Java-Installationen in den Versionen 15-18 sollten dringend mit dem April Critical Patch Update gefixt werden, auch wenn Oracle selbst den CVSS nur mit 7.5 taxiert; andere Experten sehen hier eine glatte 10.

https://neilmadden.blog/2022/04/19/psychic-signatures-in-java/

Langweilige Affen vermisst: Instagram- und Discord-Hack führt zu NFT-Verlust

Bored Apes – die poppigen Bilder gelangweilter Affen – gehören zu den begehrtesten Objekten auf dem „Kunstmarkt“ der NFTs.
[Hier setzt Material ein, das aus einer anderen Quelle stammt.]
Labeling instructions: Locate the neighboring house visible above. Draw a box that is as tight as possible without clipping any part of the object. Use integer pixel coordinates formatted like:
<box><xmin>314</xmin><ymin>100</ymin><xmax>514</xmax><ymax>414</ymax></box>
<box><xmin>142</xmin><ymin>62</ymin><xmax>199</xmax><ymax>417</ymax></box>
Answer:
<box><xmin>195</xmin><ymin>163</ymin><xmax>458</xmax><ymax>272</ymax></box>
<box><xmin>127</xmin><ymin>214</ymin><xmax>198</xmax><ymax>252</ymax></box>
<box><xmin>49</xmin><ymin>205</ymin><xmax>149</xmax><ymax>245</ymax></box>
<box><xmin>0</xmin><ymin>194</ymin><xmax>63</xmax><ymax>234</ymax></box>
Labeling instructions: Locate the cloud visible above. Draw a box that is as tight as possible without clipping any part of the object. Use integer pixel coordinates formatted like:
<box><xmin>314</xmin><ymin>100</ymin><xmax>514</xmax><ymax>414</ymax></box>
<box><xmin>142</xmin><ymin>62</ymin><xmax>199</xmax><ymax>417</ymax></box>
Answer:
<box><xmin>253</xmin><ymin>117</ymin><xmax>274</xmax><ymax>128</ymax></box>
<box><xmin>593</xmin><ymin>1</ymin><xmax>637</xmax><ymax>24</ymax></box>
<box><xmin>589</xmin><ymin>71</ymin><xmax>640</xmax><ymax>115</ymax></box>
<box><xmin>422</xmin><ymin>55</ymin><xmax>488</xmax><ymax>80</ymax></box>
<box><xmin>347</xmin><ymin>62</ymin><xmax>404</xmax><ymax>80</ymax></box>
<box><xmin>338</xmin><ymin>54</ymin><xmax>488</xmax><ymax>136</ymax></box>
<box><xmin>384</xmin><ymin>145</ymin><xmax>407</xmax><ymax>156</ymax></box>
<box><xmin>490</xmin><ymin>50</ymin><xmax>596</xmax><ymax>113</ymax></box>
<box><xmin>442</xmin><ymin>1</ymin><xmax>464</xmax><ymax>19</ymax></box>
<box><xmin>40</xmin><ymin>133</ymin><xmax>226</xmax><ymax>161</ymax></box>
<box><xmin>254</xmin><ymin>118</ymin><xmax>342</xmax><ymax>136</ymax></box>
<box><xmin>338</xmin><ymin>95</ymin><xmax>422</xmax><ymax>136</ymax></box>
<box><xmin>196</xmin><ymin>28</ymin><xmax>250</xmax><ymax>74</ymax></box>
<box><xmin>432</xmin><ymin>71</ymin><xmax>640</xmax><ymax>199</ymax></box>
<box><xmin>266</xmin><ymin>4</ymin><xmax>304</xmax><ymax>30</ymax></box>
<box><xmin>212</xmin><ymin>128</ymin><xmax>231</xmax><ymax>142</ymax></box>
Sie werden zum Teil für Millionenbeträge auf der Blockchain gehandelt.

Nun wurden einige Liebhaber um ihren virtuell zertifizierten Besitz geprellt. Angreifern gelang es, die Discord- und Instagram-Accounts des „Bored Apes Yacht Clubs“ zu hacken und Besuchern einen Link unterzuschieben, über den ihre Crypto-Wallets leergeräumt werden konnten. Der Link lockte mit dem Versprechen, sich Land in einer Metaverse-Instanz sichern zu können, die später in der Woche starten sollte.

Mindestens 24 „Bored Apes“ und 30 „Mutant Apes“ wurden in andere Wallets entführt, doch scheint der Schaden noch höher zu sein als die öffentlich berichteten 13,7 Millionen US-Dollar.

https://watcher.guru/news/bayc-instagram-and-discord-hacked-over-13-million-in-nfts-stolen

#Infosec Twitter: Security in 280 Zeichen

Nicht immer braucht es einen zigseitigen Standard, um sinnvolle Security-Maßnahmen zu finden.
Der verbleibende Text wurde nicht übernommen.